Abstract

Cutaneous sarcomatoid squamous cell carcinoma (cSSCC) is well-described with histology resembling pleomorphic undifferentiated sarcoma, having collagenous or myxoid stroma, with or without elements of keratinizing squamous carcinoma. cSSCC should have evidence of epithelial origin or differentiation such as positivity for cytokeratins, p63 or p40. Cutaneous giant cell tumor of soft tissue (cGCT) is exceedingly rare and may have cytokeratin positivity and an HMGA2-NCOR2 fusion.
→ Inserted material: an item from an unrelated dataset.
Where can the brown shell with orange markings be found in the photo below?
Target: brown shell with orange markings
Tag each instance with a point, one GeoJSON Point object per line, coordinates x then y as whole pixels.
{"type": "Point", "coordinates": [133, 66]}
We illustrate two patients with fungating cutaneous tumors composed of sheets of malignant mononuclear cells with malignant osteoclast-like multinucleated giant cells, extravasated blood, and hemosiderin resembling cGCT. Case one was an exophytic facial mass of a 96-year-old woman removed by shave showing extensive cGCT-like tumor but with microscopic elements of squamous cell carcinoma in situ (SCC) and positivity for cytokeratin 5/6 in the malignant spindle cells and SCC. A re-excision had no residual tumor. Case two was a pedunculated penile mass of a 32-year-old removed by shave biopsy that had malignant cytology, resembled cGCT, and had focal staining for cytokeratin AE1/3 and p63. CD68 highlighted the osteoclast-like giant cells. Molecular alterations included CDKN2A, FAT1, SH2B3, TP53, and TERT. Re-excision showed focally invasive keratinizing SCC arising in association with differentiated penile intraepithelial neoplasia and lichen sclerosus, but no residual cGCT-like tumor. Skin specimens with an exophytic mass histologically resembling cGCT but with malignant cytology should be carefully evaluated for elements of SCC. Molecular analysis may also be helpful as H3F3 mutation or HMGA2-NCOR2 fusion would be evidence of GCT bone or GCT soft tissue rather than cSSCC.